Maybe I'd ignored all evidence to the contrary. I mean, obviously, I'd missed something.
But I never saw things change. I never saw him fall out of love with me. We
still held hands at the movies; we could still talk until closing. It wasn't
like I'd been in a state of continuous bliss, but I'd been happy and assumed he
was, too. How could he appear to love me so much, and be so invested in another
woman? How could he have broken down all my defenses, gotten completely inside
of me, only to give himself to Laney?

We were That Couple, all right, the
one where the husband's cheating and the wife's saying, "But just last
week, he was kissing my belly and telling me he loved me." I wanted to
forgive him, I wanted us to get back what we had, but how could we? It suddenly
seemed like a figment of my imagination.

"Just wanted to let you know we're
on our way back.

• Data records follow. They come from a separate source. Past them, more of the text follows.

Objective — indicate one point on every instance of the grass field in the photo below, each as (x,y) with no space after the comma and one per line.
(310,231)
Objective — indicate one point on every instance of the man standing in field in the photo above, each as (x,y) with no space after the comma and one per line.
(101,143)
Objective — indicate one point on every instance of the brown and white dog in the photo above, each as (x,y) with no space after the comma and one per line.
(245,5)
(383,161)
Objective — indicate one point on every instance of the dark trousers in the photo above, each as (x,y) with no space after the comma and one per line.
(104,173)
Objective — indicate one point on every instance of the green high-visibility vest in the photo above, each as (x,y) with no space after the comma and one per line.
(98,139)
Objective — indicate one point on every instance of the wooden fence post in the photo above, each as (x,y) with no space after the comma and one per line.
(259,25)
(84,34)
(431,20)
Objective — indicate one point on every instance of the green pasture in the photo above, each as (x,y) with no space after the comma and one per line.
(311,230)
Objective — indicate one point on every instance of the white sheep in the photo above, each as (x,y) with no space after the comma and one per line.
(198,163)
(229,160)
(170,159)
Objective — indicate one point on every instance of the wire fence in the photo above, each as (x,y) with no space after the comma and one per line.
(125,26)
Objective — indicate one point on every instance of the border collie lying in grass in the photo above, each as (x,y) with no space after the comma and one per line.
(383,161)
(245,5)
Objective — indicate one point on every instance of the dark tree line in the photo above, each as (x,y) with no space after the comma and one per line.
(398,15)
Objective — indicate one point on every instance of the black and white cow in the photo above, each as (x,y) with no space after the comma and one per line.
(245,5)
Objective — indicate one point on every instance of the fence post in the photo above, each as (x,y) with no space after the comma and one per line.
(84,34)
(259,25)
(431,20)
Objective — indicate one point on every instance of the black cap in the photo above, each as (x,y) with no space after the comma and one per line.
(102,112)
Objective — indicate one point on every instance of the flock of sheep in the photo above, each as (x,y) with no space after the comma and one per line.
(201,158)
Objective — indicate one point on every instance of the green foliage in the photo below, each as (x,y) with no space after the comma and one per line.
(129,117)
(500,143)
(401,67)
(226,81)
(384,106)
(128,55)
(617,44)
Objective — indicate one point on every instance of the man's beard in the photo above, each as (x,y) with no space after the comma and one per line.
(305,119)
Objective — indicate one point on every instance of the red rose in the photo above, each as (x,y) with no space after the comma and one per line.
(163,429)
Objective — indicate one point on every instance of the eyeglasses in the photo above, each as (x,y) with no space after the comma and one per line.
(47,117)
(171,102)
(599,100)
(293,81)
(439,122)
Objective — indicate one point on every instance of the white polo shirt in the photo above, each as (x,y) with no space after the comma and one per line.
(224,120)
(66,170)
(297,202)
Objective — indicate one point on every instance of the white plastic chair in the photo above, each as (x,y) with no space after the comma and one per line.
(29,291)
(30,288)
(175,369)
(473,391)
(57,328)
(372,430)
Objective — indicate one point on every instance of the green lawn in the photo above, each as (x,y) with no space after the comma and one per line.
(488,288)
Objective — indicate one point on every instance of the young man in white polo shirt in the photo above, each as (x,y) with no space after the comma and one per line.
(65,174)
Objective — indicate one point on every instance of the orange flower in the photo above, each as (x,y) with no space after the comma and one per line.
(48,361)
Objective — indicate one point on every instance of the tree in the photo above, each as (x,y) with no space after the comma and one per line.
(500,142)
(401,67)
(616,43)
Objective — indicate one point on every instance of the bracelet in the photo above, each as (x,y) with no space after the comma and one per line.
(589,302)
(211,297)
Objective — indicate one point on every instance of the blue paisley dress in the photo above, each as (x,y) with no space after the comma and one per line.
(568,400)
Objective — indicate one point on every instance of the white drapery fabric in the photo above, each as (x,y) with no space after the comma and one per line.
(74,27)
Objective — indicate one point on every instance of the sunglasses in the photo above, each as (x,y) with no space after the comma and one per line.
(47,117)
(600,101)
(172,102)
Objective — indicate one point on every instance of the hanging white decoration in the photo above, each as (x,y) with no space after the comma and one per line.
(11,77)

With no traffic, Jacob should be home in a half hour."
There was a slight crackle on the line, but Jon's voice seemed almost normal.
It was too early for normal. Unless normal was the new abnormal.

"Fine," I said. Brusque
was the new polite, as far as I was concerned.

"How do you want to handle the
drop-off? I'd love to
gee
you,
but I understand if you just want Jacob to knock and then you'll let him
in."

"It's been a long day. Let
Jacob do the knocking."

I was about to hang up, when he
said, "Eve? I booked my first therapy appointment." He continued,
seemingly unfazed by my silence. "Also, I had an idea for a system. If I
really need to talk to you about something—say, about Jacob, or finances, or
the baby—I could call you on your cell phone, but the rest of the time, I'll
call on the home phone and you can screen me."

"You want me to screen
you?" I said flatly.

"That way, I could call, say
what's on my mind, and then you could listen and decide if you want to pick up
or not. If you don't, that's okay. That way, you get your space, but I'm not in
Siberia. What do you think?"

"We can try it." I did
miss Jon's voice.

"Great!" he enthused.
"Well, bye!"

"Bye."

As I hung up, I realized: Jon had
gone to Plan B. He was big on Plan B's. And C's, if necessary. He was
strategic, I'd give him that.

Forty minutes later, I heard Jacob
knocking at the door. I opened it, and even though he'd been gone only for the
day, it was a thrill to see him standing there, zipped up in his puffy blue
jacket, cheeks flushed with happiness or cold or both. He was holding a
rolled-up tube of paper.

After I'd hugged him, I looked
outside. Jon was parked along the curb, his window rolled down, watching us. He
lifted his arm in a wave; I waved back. As his car pulled away, I wished I'd
let him come in. Then I shut the door.